Antes que o sorriso em meu rosto começasse a se formar, Clemencia se levantou e tentou roubar o que era meu.
Aquilo era o meu mérito, minhas ideias e não me importava de fazer dupla com ela, mas isso não tinha nada a ver com a garota.
_ Tudo bem, vocês dois irão me trazer o que pedi. - Concordei. _ A traga para mim, Snow. - Fiquei confuso. _ Você sabe de quem estou falando.
Saiu antes que pudesse perguntar de quem estava falando, mas a imagem da Juníper apareceu em minha mente, acabando com a sensação agridoce em meu peito.
Não queria vê-la, não agora, mas parecia que o destino queria que eu a visse todos os dias, mesmo não querendo isso.
Sentei-me e o reitor estava pensativo, como se tudo que ele não quisesse que acontecesse nos Jogos, fosse acontecer.

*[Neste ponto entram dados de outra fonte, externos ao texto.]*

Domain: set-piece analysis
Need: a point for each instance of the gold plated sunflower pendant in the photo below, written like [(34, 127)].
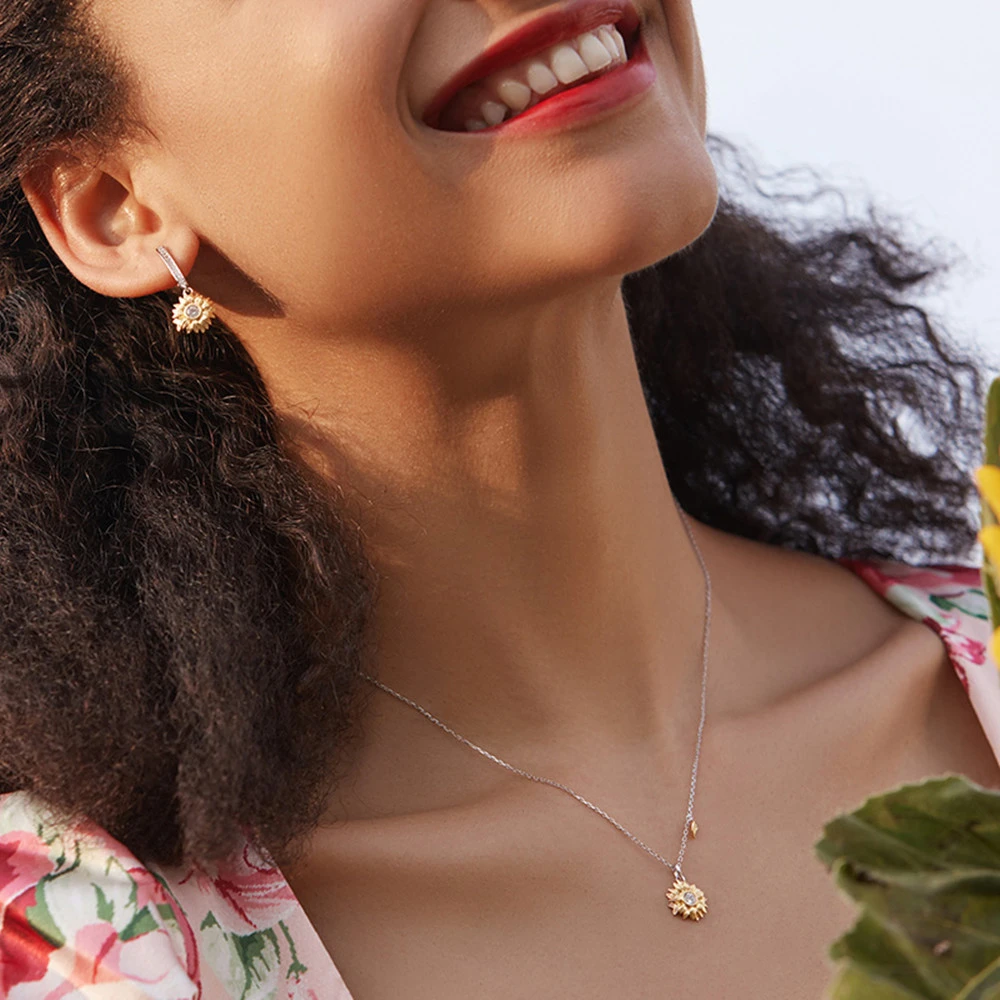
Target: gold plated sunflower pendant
[(687, 900), (193, 313)]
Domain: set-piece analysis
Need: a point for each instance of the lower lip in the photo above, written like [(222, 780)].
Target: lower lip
[(580, 103)]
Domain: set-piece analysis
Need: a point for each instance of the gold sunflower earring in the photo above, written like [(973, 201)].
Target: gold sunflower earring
[(193, 313)]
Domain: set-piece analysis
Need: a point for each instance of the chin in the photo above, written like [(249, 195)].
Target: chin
[(649, 219)]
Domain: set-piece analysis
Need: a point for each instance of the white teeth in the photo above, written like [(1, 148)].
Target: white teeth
[(593, 53), (604, 34), (516, 94), (493, 112), (541, 79), (567, 64), (619, 43), (563, 64)]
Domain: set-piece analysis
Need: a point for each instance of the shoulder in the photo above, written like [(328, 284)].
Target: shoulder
[(77, 909)]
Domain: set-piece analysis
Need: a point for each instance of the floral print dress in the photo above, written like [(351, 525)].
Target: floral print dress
[(82, 919)]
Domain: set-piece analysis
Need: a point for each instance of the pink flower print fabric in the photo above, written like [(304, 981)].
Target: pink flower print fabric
[(82, 919), (949, 599)]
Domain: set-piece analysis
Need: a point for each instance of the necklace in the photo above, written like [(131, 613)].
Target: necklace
[(684, 898)]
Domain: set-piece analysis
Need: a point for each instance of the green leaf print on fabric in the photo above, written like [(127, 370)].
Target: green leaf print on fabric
[(259, 953), (969, 604)]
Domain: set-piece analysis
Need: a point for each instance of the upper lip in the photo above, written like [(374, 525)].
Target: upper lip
[(548, 29)]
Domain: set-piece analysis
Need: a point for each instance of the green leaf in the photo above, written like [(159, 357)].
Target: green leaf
[(986, 986), (923, 862)]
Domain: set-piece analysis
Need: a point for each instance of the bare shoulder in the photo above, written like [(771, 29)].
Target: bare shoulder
[(831, 647)]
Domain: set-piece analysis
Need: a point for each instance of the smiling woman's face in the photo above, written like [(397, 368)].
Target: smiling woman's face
[(290, 136)]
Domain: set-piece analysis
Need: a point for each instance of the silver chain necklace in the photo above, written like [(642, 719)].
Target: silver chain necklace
[(685, 899)]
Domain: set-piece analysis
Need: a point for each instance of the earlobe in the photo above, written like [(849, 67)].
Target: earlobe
[(101, 232)]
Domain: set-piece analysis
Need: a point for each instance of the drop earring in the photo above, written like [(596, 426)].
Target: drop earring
[(193, 313)]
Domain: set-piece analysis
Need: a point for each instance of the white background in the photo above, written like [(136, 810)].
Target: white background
[(896, 99)]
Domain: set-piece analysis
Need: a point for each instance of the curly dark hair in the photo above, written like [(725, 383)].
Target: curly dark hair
[(183, 608)]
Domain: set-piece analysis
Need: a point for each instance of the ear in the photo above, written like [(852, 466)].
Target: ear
[(101, 230)]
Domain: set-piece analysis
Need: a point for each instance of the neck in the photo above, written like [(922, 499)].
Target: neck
[(536, 581)]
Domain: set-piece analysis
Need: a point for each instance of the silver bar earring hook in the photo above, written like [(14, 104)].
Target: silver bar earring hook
[(172, 267)]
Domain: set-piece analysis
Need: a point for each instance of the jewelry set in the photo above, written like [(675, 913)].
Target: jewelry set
[(684, 898), (194, 313)]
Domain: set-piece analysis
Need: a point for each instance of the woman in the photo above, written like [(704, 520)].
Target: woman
[(415, 444)]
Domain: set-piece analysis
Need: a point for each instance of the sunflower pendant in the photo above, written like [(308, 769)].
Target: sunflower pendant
[(686, 900), (193, 313)]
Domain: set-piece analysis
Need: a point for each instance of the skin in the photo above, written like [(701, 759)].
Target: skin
[(439, 320)]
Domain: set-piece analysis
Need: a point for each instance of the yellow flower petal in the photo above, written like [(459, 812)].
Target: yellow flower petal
[(990, 539), (988, 481)]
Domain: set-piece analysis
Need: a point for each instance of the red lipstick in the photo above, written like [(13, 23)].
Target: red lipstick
[(569, 21)]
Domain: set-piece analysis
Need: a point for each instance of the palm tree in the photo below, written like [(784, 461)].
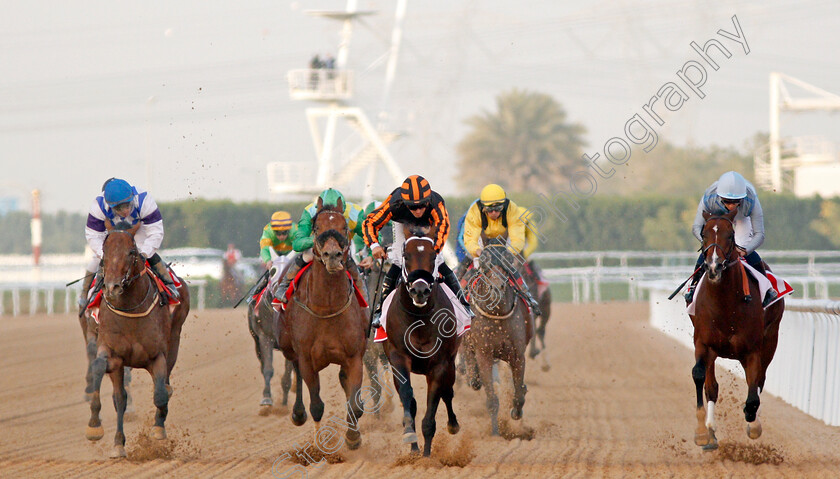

_ Sigam as palavras do senhor Snow. - E o burburinho se instalou.
_ O quê? - Aracne Crane deu um grito tão alto que quase vi estrelas. _ Não quero estar na presença daqueles selvagens, isso é um absurdo.
_ Não reclame comigo, senhorita Crane. - Todos me observaram. _ Reclame com ele. - Pegou sua morfina e a brindou no ar.
_ Você está morto, Snow. - Bateu na mesa.
Vamos ver quem vai estar morto primeiro.